8. The intangible cultural heritage dissemination system based on virtual scenes and narrative interaction according to claim 1, characterized in that, The auxiliary narrative branch generator calls upon an auxiliary resource library whose content structure corresponds one-to-one with the knowledge nodes of the narrative script. For each knowledge node, the auxiliary resource library stores at least three types of auxiliary resources: the first type is principle breakdown animation, which dynamically displays key steps of skills or structural linkage principles in a slow-motion, perspective, and highlighted manner; the second type is simplified interactive tasks, which allow users to repeatedly practice core skill points while reducing operational complexity or the number of steps; the third type is multimedia materials related to cultural background, including historical pictures, oral videos of inheritors, and related folk song audios. The auxiliary narrative branch generator selects the resource type with the highest matching degree from the resource library of the corresponding knowledge node based on the specific weak link characteristics fed back by the cognitive state tracker, and combines them to generate personalized auxiliary narrative branches.

9. A system for disseminating intangible cultural heritage based on virtual scenes and narrative interaction as described in claim 1, characterized in that, The system also includes a narrative outcome generation and sharing module; after the user completes the main narrative thread or a specific narrative branch, the narrative outcome generation and sharing module automatically integrates the key operation moments during the experience process, the final completed virtual model of the work, and the personalized learning report generated by the system to generate an interactive review video or a three-dimensional outcome archive. Users can share the generated results to designated social platforms or community databases through the narrative result generation and sharing module.

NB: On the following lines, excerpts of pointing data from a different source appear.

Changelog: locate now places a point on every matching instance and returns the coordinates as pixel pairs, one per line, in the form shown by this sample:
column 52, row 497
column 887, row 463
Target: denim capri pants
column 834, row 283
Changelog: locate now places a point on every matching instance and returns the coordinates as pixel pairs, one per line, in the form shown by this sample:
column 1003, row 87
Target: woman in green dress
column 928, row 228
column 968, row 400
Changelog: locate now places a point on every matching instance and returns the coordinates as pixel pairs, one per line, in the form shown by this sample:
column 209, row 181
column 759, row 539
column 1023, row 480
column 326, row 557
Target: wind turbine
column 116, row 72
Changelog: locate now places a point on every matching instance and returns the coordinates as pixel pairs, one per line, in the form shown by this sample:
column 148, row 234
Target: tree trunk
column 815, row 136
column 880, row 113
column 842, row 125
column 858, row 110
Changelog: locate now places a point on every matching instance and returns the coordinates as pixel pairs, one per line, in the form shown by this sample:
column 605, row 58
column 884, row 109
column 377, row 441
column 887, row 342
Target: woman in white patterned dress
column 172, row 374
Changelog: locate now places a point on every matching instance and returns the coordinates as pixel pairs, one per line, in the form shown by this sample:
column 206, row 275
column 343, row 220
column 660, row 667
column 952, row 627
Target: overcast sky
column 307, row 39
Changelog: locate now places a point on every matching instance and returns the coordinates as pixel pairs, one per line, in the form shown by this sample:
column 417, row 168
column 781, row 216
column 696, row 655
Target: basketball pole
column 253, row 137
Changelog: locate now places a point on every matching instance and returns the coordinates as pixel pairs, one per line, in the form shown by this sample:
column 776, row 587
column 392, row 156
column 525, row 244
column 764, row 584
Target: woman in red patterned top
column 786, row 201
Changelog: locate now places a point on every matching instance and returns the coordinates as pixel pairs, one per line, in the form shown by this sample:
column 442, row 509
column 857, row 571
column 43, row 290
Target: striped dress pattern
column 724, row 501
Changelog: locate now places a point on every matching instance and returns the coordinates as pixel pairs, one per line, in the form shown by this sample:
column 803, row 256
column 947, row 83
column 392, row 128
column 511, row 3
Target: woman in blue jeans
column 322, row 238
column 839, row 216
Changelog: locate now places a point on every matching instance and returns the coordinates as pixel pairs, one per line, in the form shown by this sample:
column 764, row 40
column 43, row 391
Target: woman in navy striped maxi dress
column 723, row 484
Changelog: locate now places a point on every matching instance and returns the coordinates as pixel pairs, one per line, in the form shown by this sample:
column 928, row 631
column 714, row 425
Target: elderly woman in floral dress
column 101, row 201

10. A system for disseminating intangible cultural heritage based on virtual scenes and narrative interaction as described in claim 5, characterized in that, The real-time rendering engine supports two-way binding between logical state and visual representation; After each physical calculation, the technology logic simulator broadcasts the latest logic state of the component to the virtual scene construction module. After receiving a status update, the real-time rendering engine triggers corresponding visual changes.